With Virginia holding a 3-0 lead early in the second quarter Saturday against William & Mary, Cavaliers senior cornerback Chase Minnifield intercepted a pass at the Tribe 29 yard-line and sprinted into the end zone for what he and about 51,000 other people at Scott Stadium thought was a touchdown.

But pass interference was called on the play, negating the interception and the Virginia score. After the game, Minnifield said he disagreed with the call, noting he’s “a big believer in, you know, we’ve got the same opportunity to go for the ball as the receiver do.”

On Monday, Cavaliers Coach Mike London also expressed disagreement with the call. He said he sent that play to ACC officials and asked for it to be reviewed.

“The call was made that there was a bump, and you could say that, whether the quarterback pump-faked or he had to step up in the pocket because of the rush, as long as the ball’s in his hands, I’m quite sure that (the cornerback) can bump (the receiver),” London said. “But it was interpreted that the ball was in the air as the bump occurred, and it was called back.”

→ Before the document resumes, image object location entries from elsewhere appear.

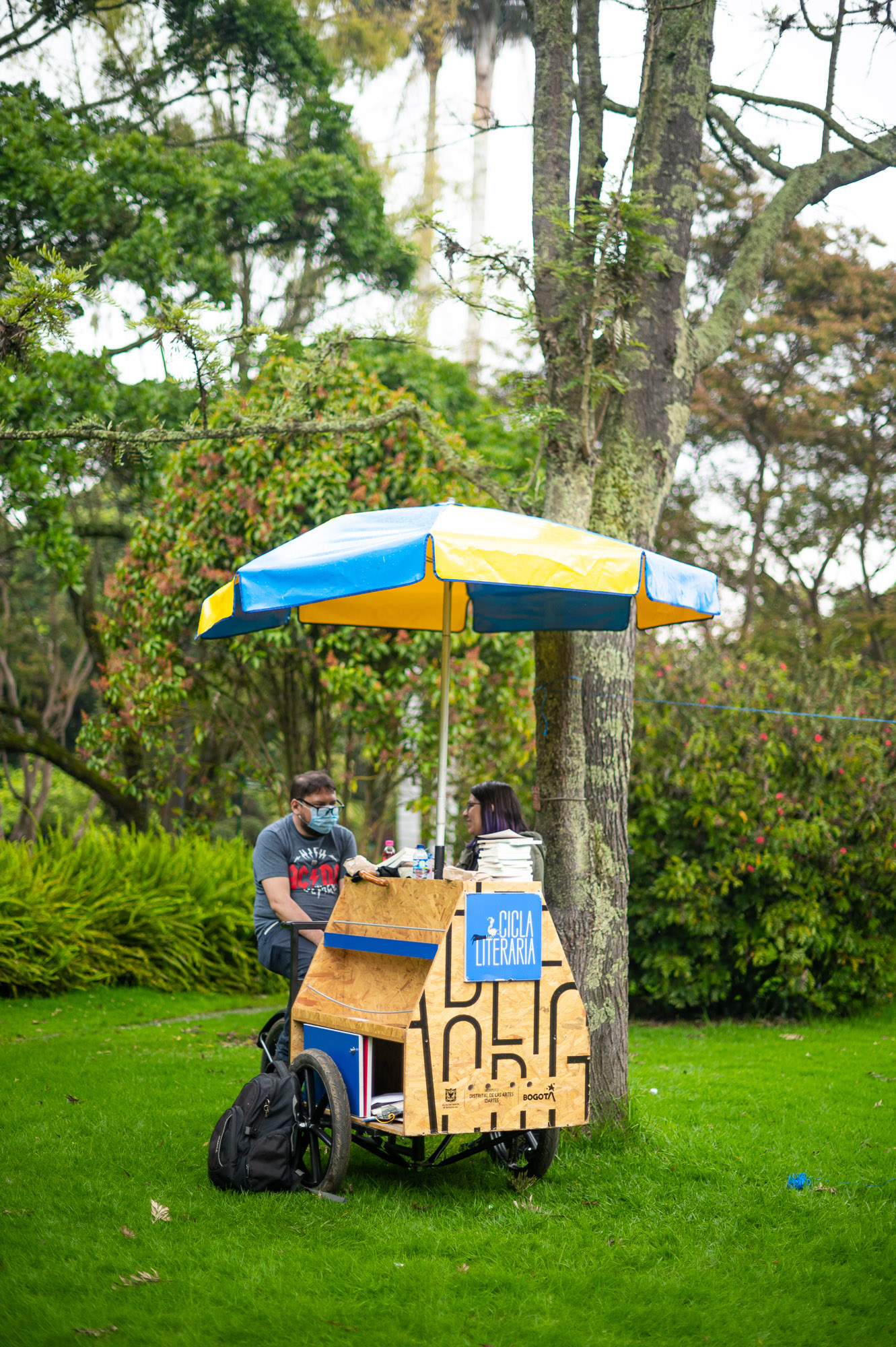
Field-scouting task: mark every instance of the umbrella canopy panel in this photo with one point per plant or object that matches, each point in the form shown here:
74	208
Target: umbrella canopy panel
520	574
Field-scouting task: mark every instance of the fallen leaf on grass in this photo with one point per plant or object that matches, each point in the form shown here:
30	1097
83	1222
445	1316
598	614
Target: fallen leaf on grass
139	1279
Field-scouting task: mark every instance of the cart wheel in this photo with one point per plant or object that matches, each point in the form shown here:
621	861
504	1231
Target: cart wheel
267	1041
324	1121
528	1154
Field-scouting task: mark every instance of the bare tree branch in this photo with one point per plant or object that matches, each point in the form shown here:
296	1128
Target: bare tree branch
805	187
40	744
759	156
127	441
746	96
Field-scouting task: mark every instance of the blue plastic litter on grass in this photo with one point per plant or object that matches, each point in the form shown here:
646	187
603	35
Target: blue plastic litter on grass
804	1181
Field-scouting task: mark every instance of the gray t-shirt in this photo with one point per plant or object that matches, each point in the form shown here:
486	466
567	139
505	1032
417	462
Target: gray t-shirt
312	865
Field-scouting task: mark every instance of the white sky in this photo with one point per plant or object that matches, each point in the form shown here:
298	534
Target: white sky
390	111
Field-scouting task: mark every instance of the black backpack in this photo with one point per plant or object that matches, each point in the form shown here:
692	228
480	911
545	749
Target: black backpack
254	1142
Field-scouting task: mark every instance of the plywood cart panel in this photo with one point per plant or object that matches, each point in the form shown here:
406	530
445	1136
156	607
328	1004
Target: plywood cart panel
478	1057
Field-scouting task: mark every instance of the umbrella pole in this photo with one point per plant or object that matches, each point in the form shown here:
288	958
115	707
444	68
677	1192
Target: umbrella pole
442	791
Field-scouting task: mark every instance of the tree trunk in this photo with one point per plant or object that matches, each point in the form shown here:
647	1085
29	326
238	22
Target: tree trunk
485	56
432	55
586	681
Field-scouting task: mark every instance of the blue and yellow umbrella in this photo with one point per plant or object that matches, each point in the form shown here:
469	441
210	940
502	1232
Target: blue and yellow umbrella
423	568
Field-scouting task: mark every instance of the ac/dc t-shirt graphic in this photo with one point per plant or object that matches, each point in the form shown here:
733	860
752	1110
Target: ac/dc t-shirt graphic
312	865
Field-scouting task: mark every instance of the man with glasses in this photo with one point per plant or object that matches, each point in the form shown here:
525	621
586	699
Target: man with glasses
298	867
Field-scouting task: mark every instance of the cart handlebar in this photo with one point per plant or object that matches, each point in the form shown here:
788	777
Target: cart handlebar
295	927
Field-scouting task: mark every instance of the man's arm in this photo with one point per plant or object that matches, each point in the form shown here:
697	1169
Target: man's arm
283	907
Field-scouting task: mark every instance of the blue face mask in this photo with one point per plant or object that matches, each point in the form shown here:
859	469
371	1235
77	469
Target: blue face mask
323	818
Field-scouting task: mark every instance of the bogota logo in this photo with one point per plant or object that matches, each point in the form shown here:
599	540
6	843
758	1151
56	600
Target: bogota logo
545	1094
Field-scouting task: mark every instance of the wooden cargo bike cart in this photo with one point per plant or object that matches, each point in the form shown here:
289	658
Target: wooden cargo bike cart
446	1007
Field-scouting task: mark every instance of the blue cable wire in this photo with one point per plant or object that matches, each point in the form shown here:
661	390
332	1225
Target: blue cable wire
719	707
765	711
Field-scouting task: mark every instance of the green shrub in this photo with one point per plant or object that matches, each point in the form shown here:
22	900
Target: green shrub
133	909
763	867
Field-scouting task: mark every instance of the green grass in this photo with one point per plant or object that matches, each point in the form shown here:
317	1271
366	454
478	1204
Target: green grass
681	1232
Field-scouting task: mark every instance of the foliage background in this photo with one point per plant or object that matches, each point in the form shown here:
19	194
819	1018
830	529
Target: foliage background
763	867
144	910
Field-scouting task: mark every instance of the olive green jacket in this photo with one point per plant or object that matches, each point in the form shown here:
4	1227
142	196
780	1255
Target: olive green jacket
469	860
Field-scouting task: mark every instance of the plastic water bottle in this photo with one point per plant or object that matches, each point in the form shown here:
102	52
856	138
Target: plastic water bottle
421	863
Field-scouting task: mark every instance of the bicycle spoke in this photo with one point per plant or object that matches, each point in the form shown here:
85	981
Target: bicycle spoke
314	1151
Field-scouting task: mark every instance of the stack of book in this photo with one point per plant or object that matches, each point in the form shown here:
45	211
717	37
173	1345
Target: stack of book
505	856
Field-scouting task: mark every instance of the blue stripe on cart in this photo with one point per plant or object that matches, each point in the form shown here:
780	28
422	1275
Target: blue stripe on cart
380	945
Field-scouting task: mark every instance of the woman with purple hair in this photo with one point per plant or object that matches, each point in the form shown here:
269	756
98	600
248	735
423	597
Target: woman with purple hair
493	808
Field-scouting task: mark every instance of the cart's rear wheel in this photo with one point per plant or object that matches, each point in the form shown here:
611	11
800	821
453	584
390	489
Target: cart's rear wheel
268	1038
324	1121
526	1154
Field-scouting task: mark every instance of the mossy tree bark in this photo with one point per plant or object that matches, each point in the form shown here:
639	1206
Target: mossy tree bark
610	464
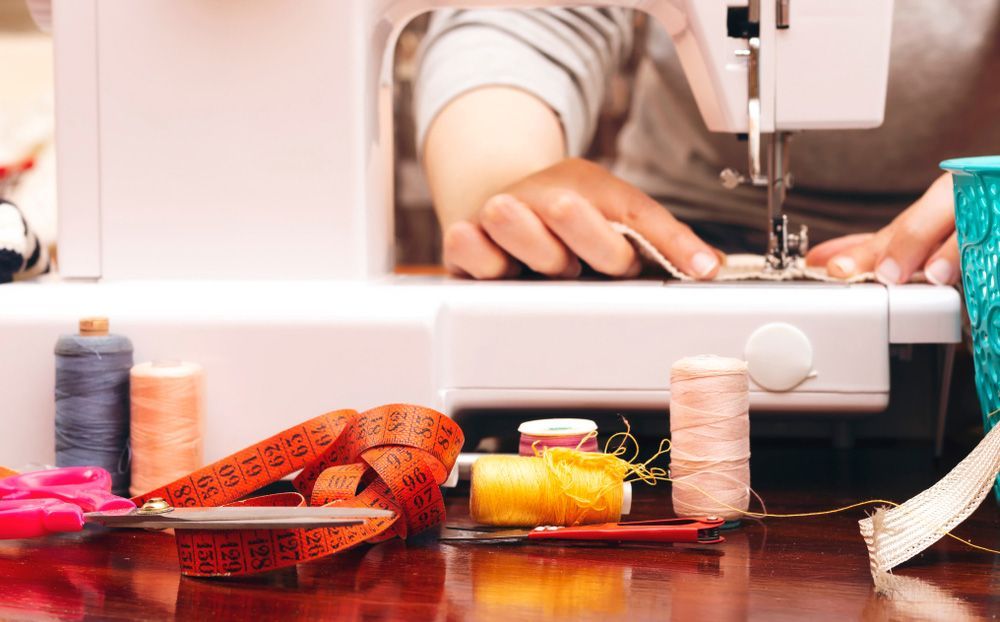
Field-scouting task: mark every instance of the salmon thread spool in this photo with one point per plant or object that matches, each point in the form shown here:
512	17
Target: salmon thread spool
710	437
167	422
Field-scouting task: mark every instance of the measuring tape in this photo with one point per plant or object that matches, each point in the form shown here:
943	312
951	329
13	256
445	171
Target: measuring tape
393	457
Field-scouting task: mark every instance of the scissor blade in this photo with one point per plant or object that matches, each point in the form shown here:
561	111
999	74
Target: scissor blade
158	522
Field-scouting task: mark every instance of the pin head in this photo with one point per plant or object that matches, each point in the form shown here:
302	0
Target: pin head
154	506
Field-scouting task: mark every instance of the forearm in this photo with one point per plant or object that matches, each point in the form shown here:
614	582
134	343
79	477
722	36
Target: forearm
484	141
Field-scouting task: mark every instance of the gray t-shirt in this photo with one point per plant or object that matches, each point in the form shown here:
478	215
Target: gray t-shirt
943	101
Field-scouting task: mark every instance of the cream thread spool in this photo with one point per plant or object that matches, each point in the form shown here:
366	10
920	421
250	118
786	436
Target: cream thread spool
710	437
538	434
167	422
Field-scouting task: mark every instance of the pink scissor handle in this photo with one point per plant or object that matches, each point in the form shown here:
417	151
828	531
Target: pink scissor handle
27	518
89	488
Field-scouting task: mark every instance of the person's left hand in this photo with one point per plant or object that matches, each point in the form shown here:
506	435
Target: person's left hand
923	236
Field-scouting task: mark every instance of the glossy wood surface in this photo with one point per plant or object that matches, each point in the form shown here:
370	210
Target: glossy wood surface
813	569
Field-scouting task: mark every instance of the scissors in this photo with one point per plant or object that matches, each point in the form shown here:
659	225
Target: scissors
64	499
703	531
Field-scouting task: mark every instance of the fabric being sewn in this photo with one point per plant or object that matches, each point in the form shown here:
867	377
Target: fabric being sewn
894	535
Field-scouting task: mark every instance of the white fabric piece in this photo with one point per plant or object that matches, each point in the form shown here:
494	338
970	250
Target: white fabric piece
739	267
897	534
41	12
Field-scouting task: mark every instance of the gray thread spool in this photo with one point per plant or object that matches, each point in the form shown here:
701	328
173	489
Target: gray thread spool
92	400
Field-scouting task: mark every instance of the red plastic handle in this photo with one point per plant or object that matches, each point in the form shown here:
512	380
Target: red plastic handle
27	518
640	531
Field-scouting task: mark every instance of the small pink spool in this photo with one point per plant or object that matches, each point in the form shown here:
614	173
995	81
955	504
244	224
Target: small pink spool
557	433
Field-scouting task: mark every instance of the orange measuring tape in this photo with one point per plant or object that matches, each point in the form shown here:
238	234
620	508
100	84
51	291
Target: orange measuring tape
394	457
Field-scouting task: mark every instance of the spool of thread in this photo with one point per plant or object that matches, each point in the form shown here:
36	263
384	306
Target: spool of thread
710	437
561	487
92	400
572	433
167	422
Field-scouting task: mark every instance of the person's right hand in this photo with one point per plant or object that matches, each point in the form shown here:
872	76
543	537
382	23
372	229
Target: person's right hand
553	219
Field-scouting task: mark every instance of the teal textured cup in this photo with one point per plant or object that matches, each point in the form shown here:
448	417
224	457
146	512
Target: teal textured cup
977	218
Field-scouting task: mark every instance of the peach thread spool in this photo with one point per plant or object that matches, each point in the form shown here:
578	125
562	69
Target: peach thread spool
167	422
710	437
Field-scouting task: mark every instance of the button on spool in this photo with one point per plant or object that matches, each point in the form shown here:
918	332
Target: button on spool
779	356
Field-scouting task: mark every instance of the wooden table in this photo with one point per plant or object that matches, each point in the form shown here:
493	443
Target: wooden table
785	569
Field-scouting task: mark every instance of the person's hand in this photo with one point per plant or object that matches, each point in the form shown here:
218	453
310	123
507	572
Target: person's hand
922	237
553	219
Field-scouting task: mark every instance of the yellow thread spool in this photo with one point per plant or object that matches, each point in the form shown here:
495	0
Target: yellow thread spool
560	487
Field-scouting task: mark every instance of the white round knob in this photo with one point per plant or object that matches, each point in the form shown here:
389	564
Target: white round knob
779	356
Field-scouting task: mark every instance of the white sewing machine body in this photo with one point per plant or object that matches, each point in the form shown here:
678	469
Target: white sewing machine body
225	188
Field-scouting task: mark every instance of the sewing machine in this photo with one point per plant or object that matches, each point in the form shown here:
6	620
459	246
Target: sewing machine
225	192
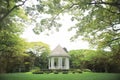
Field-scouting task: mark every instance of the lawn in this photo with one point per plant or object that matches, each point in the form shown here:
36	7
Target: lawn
60	76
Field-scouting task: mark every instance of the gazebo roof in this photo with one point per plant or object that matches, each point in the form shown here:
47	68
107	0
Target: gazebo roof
59	52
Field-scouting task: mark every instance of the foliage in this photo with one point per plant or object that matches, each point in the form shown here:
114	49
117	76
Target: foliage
11	45
39	51
98	61
84	76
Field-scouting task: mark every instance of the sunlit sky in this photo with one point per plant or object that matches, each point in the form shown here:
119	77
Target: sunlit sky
56	38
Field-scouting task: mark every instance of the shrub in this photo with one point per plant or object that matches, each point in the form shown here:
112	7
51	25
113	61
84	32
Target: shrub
86	70
65	72
78	71
55	72
39	72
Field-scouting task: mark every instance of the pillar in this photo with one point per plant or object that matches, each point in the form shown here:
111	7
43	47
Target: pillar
60	62
52	62
67	63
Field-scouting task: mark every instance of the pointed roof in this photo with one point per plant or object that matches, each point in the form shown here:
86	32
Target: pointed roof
59	51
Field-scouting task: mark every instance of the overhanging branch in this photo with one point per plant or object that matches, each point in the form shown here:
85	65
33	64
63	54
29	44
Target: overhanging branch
9	11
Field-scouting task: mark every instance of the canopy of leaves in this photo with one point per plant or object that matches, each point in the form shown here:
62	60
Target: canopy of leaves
97	20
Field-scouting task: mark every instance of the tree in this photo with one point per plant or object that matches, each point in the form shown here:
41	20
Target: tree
11	26
39	51
98	21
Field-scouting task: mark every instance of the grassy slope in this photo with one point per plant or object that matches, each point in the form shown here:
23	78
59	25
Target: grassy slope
83	76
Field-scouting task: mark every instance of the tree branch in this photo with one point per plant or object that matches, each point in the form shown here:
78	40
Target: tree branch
14	7
106	3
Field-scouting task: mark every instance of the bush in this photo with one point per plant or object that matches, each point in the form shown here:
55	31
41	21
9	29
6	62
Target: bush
39	72
78	71
55	72
65	72
86	70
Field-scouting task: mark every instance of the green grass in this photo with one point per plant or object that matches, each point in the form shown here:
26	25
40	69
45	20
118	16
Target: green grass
70	76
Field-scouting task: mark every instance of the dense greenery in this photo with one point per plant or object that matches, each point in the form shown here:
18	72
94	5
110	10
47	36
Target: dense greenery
98	61
83	76
96	20
39	52
11	45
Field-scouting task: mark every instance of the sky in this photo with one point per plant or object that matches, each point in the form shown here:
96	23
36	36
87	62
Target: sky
57	38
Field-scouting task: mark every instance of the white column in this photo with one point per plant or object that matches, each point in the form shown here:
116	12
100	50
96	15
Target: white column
67	63
52	62
49	64
60	62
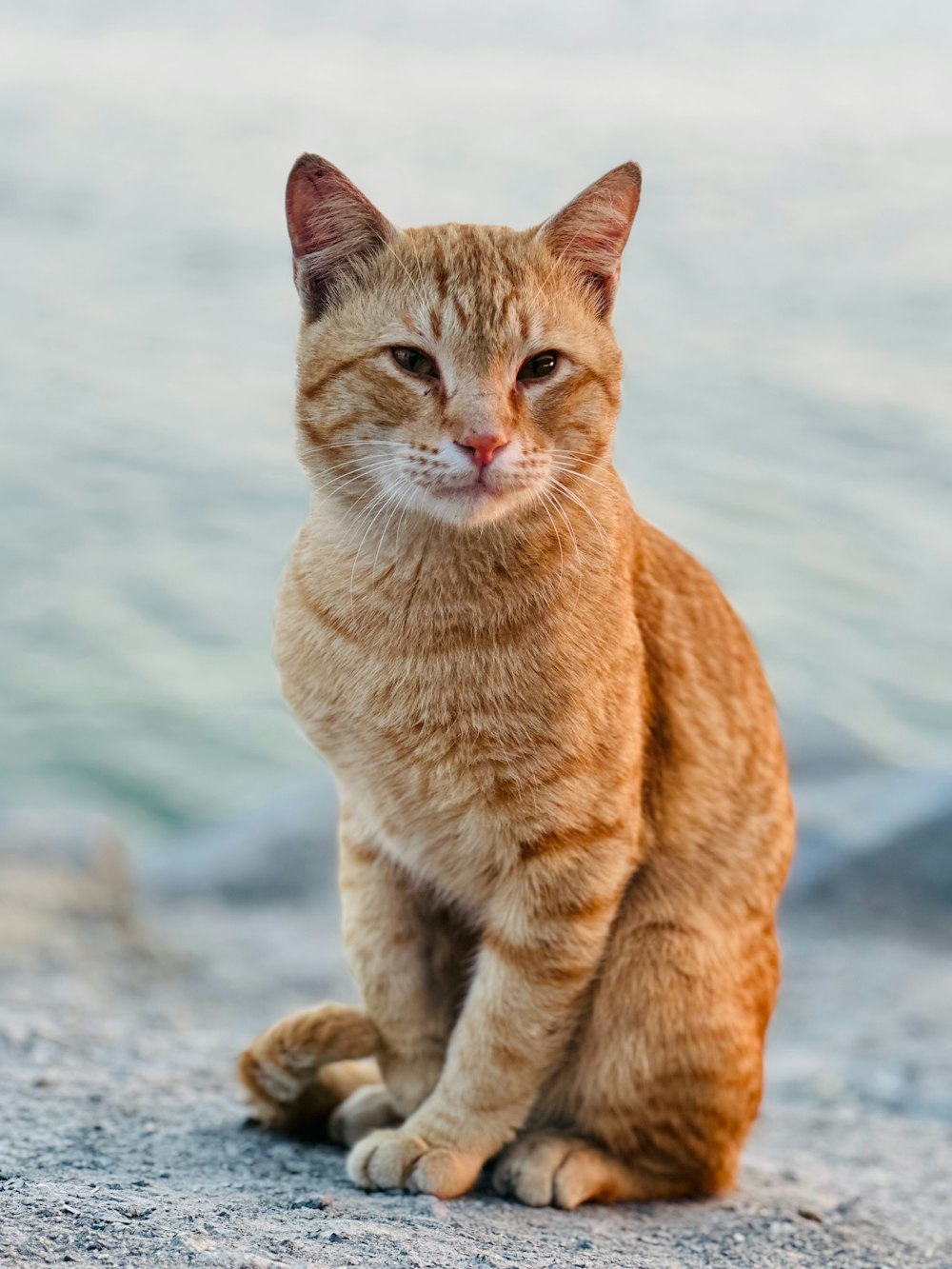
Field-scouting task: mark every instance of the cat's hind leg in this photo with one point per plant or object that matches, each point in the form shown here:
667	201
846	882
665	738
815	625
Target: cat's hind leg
555	1169
307	1065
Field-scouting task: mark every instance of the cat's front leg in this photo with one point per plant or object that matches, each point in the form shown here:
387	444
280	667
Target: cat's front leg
388	948
543	942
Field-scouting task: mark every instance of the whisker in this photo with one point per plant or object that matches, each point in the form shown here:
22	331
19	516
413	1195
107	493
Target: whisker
585	509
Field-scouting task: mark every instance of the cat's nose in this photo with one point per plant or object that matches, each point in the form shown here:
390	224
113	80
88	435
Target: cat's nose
483	446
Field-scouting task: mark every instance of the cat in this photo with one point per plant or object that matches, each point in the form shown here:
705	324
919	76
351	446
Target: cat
565	811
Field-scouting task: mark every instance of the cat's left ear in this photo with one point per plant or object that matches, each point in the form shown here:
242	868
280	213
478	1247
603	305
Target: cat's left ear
333	226
593	228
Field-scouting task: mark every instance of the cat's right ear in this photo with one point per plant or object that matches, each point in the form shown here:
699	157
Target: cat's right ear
331	226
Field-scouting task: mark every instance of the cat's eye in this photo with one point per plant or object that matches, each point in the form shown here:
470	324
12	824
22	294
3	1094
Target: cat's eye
539	367
415	362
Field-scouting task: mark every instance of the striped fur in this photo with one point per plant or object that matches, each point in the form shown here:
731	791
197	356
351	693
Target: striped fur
565	807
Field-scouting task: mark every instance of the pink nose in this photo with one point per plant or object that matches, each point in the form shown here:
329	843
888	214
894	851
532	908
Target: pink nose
482	448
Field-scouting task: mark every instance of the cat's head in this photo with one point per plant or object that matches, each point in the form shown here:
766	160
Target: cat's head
466	372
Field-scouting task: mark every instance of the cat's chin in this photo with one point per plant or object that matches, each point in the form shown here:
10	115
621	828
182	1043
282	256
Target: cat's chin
474	506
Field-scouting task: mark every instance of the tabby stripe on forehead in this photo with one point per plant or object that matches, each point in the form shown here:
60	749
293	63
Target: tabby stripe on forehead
308	391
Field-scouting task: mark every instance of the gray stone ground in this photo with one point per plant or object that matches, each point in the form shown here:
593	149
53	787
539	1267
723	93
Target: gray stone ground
124	1140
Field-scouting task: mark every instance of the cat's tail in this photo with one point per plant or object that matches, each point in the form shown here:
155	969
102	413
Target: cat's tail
304	1066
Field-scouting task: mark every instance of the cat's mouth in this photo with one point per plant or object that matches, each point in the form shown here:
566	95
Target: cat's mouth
474	500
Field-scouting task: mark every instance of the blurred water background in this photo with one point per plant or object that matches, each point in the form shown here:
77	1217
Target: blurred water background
786	313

In a telephone interview Monday after London’s weekly press conference, Doug Rhoads, the ACC’s coordinator of football officiating, said he reviewed the play in question from multiple angles Sunday night and agreed with the call that was made on the field.

“I think it was defensive pass interference,” Rhoads said. “I think (Minnifield) arrived early.”

Rhoads said the play was “very close” and that it was “just a matter of timing.” He also said the contact between Minnifield and the William & Mary receiver occurred after the quarterback had released the pass.

“We don’t want to be nit-picking it, but the language of defensive pass interference is ‘an obvious intent to impede,’ and included in that is if (the cornerback) arrives early or plays through the (receiver’s) back,” Rhoads said.

In the end, the play proved inconsequential. Virginia won, 40-3.